When Parks was 11 years old, three white boys threw him into the Marmaton River, believing he couldn't swim. He had the presence of mind to duck underwater so they wouldn't see him make it to land. His mother died when he was fourteen. He spent his last night at the family home sleeping beside his mother's coffin, seeking not only solace, but a way to face his own fear of death

Soon after, he was sent to St. Paul, Minnesota, to live with a sister and her husband. He and his brother-in-law argued frequently and Parks was finally turned out onto the street to fend for himself at the age of 15. Struggling to survive, he worked in brothels, and as a singer, piano player, bus boy, traveling waiter, and semi-pro basketball player. In 1929, he briefly worked in a gentlemen's club, the Minnesota Club. There he observed the trappings of success and was able to read many books from the club library. When the Wall Street Crash of 1929 brought an end to the club, he jumped a train to Chicago, where he managed to land a job in a flophouse.

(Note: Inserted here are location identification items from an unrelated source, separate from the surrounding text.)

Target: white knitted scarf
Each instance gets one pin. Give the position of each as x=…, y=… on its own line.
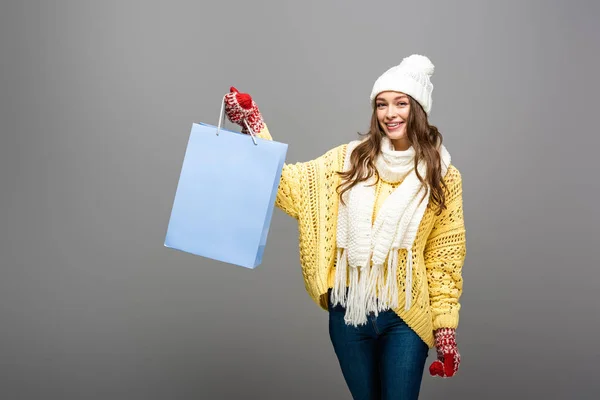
x=363, y=246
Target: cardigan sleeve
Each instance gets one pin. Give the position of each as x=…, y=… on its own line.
x=298, y=181
x=445, y=253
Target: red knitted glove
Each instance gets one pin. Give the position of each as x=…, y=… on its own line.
x=240, y=106
x=448, y=356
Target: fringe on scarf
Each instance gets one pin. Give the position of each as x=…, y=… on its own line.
x=369, y=289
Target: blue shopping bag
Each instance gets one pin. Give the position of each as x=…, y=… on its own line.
x=225, y=196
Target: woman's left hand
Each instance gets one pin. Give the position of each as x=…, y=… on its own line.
x=448, y=356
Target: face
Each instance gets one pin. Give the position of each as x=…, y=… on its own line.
x=392, y=113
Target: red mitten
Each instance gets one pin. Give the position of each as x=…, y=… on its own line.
x=240, y=107
x=448, y=356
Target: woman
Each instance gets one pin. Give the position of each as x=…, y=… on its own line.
x=382, y=237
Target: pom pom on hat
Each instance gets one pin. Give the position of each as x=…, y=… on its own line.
x=412, y=77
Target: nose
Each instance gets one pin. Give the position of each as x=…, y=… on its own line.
x=391, y=112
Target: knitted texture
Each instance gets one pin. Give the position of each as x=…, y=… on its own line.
x=307, y=192
x=412, y=76
x=364, y=245
x=448, y=360
x=240, y=107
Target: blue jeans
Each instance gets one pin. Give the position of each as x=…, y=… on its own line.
x=383, y=359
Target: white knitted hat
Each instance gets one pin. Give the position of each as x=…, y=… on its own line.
x=411, y=77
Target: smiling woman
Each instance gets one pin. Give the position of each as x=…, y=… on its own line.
x=392, y=112
x=382, y=237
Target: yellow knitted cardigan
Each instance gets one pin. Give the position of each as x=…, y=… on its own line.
x=307, y=192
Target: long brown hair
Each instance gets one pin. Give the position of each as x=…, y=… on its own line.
x=423, y=137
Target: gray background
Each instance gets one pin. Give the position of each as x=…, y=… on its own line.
x=97, y=100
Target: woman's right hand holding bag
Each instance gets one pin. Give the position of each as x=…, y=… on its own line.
x=241, y=110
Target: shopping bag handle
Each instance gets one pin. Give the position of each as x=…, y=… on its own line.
x=222, y=121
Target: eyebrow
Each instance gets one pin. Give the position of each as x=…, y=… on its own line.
x=397, y=98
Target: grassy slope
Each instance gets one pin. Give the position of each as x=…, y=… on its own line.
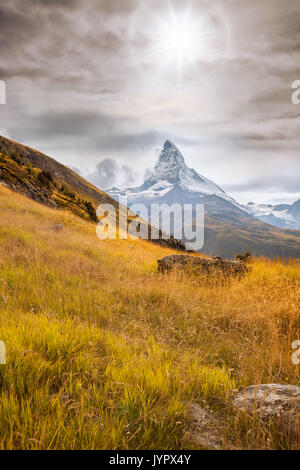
x=105, y=353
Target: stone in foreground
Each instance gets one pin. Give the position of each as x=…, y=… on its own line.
x=272, y=401
x=205, y=266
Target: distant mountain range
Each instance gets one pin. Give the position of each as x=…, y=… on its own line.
x=280, y=215
x=229, y=226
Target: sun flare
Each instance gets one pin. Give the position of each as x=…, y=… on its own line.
x=178, y=38
x=174, y=38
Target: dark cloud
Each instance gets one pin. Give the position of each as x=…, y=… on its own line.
x=80, y=86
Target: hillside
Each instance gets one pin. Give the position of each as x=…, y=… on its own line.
x=105, y=353
x=45, y=180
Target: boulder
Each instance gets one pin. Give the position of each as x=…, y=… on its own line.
x=205, y=266
x=204, y=428
x=272, y=401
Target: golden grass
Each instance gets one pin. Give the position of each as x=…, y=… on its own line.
x=105, y=353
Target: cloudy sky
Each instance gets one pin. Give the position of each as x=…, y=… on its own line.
x=101, y=84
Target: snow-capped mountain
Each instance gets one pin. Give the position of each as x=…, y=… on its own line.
x=171, y=174
x=229, y=228
x=281, y=215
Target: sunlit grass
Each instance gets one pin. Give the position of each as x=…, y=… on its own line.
x=103, y=352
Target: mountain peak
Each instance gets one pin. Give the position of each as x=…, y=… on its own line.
x=169, y=145
x=170, y=160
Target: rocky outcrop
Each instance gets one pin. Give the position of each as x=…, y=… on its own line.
x=200, y=265
x=204, y=427
x=272, y=401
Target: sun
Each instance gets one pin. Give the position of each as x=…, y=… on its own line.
x=177, y=39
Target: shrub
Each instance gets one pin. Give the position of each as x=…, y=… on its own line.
x=45, y=178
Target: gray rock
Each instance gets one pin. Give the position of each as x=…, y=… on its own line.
x=204, y=428
x=202, y=265
x=272, y=401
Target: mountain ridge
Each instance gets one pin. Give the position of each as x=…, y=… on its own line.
x=229, y=226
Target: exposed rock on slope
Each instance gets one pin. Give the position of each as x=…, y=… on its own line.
x=196, y=264
x=272, y=401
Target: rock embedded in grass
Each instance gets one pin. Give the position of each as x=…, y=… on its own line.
x=272, y=402
x=211, y=266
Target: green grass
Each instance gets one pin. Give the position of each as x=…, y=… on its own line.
x=105, y=353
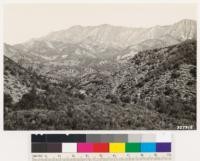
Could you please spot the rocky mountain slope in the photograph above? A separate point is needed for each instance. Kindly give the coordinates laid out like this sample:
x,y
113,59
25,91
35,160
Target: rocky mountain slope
x,y
155,89
77,47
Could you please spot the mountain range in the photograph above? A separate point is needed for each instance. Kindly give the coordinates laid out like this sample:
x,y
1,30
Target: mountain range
x,y
103,77
96,45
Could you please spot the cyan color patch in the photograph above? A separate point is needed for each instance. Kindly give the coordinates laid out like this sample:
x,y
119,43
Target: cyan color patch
x,y
148,147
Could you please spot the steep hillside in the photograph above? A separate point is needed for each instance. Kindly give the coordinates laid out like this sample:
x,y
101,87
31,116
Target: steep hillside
x,y
72,49
156,89
19,81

At the age of twenty eight, Parks was struck by photographs of migrant workers in a magazine. He bought his first camera, a Voigtländer Brillant, for $12.50 at a Seattle, Washington, pawnshop and taught himself how to take photos. The photography clerks who developed Parks's first roll of film applauded his work and prompted him to seek a fashion assignment at a women's clothing store in St. Paul, Minnesota, owned by Frank Murphy. Those photographs caught the eye of Marva Louis, wife of heavyweight boxing champion Joe Louis. She encouraged Parks and his wife, Sally Alvis, to move to Chicago in 1940, where he began a portrait business and specialized in photographs of society women. Parks's photographic work in Chicago, especially in capturing the myriad experiences of African Americans across the city, led him to receive the Julius Rosenwald Fellowship, in 1942, paying him $200 a month and offering him his choice of employer, which, in turn, contributed to being asked to join the Farm Security Administration (FSA), which was chronicling the nation's social conditions, under the auspice of Roy Stryker.
Over the next few years, Parks moved from job to job, developing a freelance portrait and fashion photographer sideline. He began to chronicle the city's South Side black ghetto and, in 1941, an exhibition of those photographs won Parks a photography fellowship with the FSA
Working at the FSA as a trainee under Roy Stryker,Parks created one of his best-known photographs, American Gothic, Washington, D.C., named after the iconic Grant Wood painting American Gothic—a legendary painting of a traditional, stoic, white American farmer and daughter—which bore a striking, but ironic, resemblance to the Parks photograph of a black menial laborer. Parks's "haunting" photograph shows a black woman, Ella Watson, who worked on the cleaning crew of the FSA building, standing stiffly in front of an American flag hanging on the wall, a broom in one hand and a mop in the background. Parks had been inspired to create the image after encountering racism repeatedly in restaurants and shops in the segregated capital city
Upon viewing the photograph, Stryker said that it was an indictment of America, and that it could get all of his photographers fired. He urged Parks to keep working with Watson, which led to a series of photographs of her daily life. Parks said later that his first image was overdone and not subtle; other commentators have argued that it drew strength from its polemical nature and its duality of victim and survivor, and thus affected far more people than his subsequent pictures of Mrs. Watson

Parks's overall body of work for the federal government—using his camera "as a weapon"—would draw far more attention from contemporaries and historians than that of all other black photographers in federal service at the time. Today, most historians reviewing federally commissioned black photographers of that era focus almost exclusively on Parks.